16 July 2010

Revenge Willy

We’re going old school for this one, to a movie that’s even older than me. To a movie that doesn’t have any computer generated effects because computers in those days took up entire buildings and took 2 days to compute the multiplications table. Yes, we’re taking it all the way back to 1977, to a little known (to me) movie entitled Orca: The Killer Whale. As far as my requirement for descriptive titles goes, this one wins points for brevity, but looses points for being inaccurate. It should have been called Orca: The Killer Dolphin or Orca: The Evil Mastermind, I would have accepted either.
As for the fake science, there really wasn’t that much of it. I mean, there wasn’t anything special or prehistoric about the Orca that needed to be explained away. I’m fairly certain they fudged some of the information on dolphin behaviour and sociology, but as far as these movies go it was hardly a glaring offender. Everything they showed is technically possible, just not probable in the context they used.
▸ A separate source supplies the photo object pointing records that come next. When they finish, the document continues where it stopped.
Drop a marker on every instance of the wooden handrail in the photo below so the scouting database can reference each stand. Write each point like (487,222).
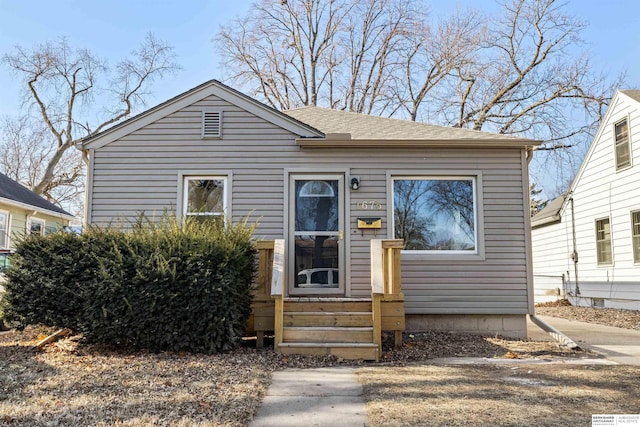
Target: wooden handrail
(386,285)
(265,268)
(277,290)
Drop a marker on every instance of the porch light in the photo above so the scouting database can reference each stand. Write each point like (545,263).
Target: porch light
(355,182)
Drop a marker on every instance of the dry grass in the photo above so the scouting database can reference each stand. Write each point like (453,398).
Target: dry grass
(498,395)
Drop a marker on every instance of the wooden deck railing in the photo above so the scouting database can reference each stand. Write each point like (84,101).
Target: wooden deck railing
(386,290)
(262,308)
(277,290)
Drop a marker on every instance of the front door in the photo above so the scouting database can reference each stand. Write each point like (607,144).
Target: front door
(315,235)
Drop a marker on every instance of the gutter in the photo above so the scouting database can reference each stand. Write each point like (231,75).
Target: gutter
(559,337)
(37,209)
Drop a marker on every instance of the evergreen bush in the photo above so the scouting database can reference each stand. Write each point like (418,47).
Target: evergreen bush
(158,285)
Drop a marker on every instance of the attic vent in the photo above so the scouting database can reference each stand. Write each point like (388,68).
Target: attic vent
(212,124)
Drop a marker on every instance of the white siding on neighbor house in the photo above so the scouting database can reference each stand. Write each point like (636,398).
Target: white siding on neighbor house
(601,192)
(140,172)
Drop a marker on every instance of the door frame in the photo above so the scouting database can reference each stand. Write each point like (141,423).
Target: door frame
(343,224)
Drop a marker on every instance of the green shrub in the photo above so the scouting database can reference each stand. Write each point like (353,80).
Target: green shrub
(158,286)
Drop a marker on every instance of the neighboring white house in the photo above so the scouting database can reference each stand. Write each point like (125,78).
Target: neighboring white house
(328,182)
(586,243)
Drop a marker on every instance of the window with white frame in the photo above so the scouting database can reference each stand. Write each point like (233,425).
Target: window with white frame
(436,214)
(4,229)
(635,233)
(603,242)
(623,149)
(204,197)
(36,226)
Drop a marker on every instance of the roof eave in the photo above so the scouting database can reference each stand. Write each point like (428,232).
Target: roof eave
(331,142)
(553,219)
(36,208)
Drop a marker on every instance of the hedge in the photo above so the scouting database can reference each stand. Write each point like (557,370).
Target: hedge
(156,285)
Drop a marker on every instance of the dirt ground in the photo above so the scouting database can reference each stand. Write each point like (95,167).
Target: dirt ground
(498,395)
(71,383)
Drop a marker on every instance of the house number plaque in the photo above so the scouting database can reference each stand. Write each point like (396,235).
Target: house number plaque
(369,205)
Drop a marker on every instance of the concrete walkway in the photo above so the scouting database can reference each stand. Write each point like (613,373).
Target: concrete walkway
(616,344)
(320,397)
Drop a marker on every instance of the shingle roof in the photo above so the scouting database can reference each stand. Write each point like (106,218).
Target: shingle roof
(632,93)
(550,213)
(365,127)
(9,189)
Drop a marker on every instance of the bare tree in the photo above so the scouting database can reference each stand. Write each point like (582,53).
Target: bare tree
(529,78)
(432,57)
(340,53)
(61,82)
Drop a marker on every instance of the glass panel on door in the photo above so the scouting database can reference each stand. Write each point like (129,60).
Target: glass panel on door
(317,233)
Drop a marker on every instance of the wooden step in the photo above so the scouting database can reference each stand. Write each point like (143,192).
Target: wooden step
(327,304)
(351,351)
(328,318)
(327,334)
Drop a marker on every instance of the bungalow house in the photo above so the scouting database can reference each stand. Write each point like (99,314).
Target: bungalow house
(586,243)
(23,211)
(350,206)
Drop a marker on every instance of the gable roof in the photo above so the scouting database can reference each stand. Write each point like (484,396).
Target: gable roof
(352,128)
(632,93)
(211,87)
(18,195)
(551,213)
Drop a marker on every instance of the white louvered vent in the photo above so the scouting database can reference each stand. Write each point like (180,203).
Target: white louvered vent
(212,124)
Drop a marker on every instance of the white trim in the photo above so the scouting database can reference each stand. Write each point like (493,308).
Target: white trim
(88,206)
(31,220)
(627,119)
(36,209)
(206,111)
(7,229)
(597,137)
(344,217)
(636,261)
(192,96)
(183,176)
(478,199)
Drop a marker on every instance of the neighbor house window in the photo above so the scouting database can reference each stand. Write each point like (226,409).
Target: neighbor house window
(36,226)
(204,197)
(4,229)
(623,150)
(603,241)
(635,232)
(436,214)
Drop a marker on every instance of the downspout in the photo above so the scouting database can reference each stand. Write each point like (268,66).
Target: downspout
(574,253)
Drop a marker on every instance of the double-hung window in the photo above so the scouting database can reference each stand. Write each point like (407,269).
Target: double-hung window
(4,230)
(204,197)
(623,149)
(635,233)
(603,242)
(436,214)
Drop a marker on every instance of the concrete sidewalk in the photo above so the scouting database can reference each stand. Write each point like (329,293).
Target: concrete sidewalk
(313,397)
(616,344)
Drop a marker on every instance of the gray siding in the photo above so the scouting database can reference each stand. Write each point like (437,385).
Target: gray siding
(140,172)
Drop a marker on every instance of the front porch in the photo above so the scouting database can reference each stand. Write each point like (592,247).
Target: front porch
(350,328)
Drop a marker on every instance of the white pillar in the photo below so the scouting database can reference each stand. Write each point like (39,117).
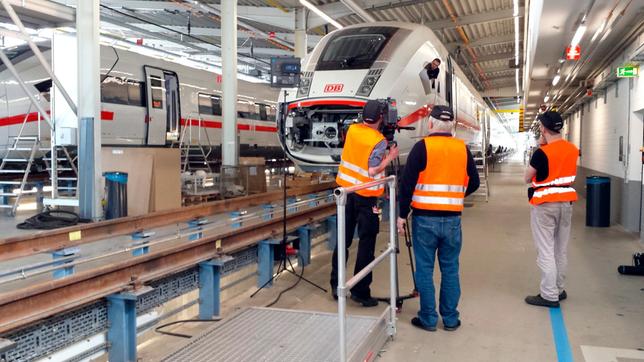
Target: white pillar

I want to say that this movie was actually pretty good. The writing and acting were pretty bad, but it was refreshing to be reminded about special effects in the pre-computer era. I will admit that the opening sequence – clearly footage of orcas in captivity – left me with low expectations. Then the next sequence didn’t help much. An Irish fisherman sailing an American boat off the coast of Newfoundland was hunting a great white shark. His aim was to capture one live and sell it to an aquarium, likely trying to cash in on the Jaws fever that would have been sweeping the nation. Bastard. While hunting he runs into a “teacher” from “the university” who is studying orca calls. Her stupid assistant falls in the water and attracts the shark, and is saved by an orca that head-butts the shark into submission. Here’s what the viewer sees: stock footage of sharks and orcas, footage of the assistant treading water, then we see an orca ramming head-first into a badly-made shark model. So fake. But, honestly, the movie got better.

So, the Captain is all “what was that?” and teacher chick teaches the Captain about what incredible smart creatures the orcas are. Of course, he decides to try and capture one to sell to an aquarium. He’s about 16 years too early for the Free Willy craze, but that’s the least of his problems. In attempting to tranq a male, he misses and hits the male’s mate. The female, severely wounded, throws herself on the propeller of the fishing boat in an attempt to kill herself. Meanwhile her mate is seriously upset and making anguished vocalisations. The fishermen haul the female out of the water. She’s still alive and there’s this scene that’s probably the most disturbing scene I have ever seen in one of these monster-killer-animal movies. I won’t tell you what it is, but I will say that it’s clearly a motivating force for the Male Orca and what he does next.

What follows is the revenge. Orca follows the boat back to port and proceeds to terrorize the entire town by sinking boats and blowing up oil refineries (this was one genius dolphin). Eventually Orca trashes the Captain’s house (or, at least, where he was staying) which seems to be his last straw as he finally goes back to sea to face the Orca like a man.

There’s a final showdown on ice floes in, like, the Arctic. I won’t tell you who wins. I will say that the annoying character I hated dies. And that Orca was probably the most sympathetic character in the whole movie. I would like to applaud the performance of the trained orcas that acted in the part of Orca. They did a good job of bumping into things and swimming around. And as far as I know, they didn't actually kill anyone during filming. Bravo!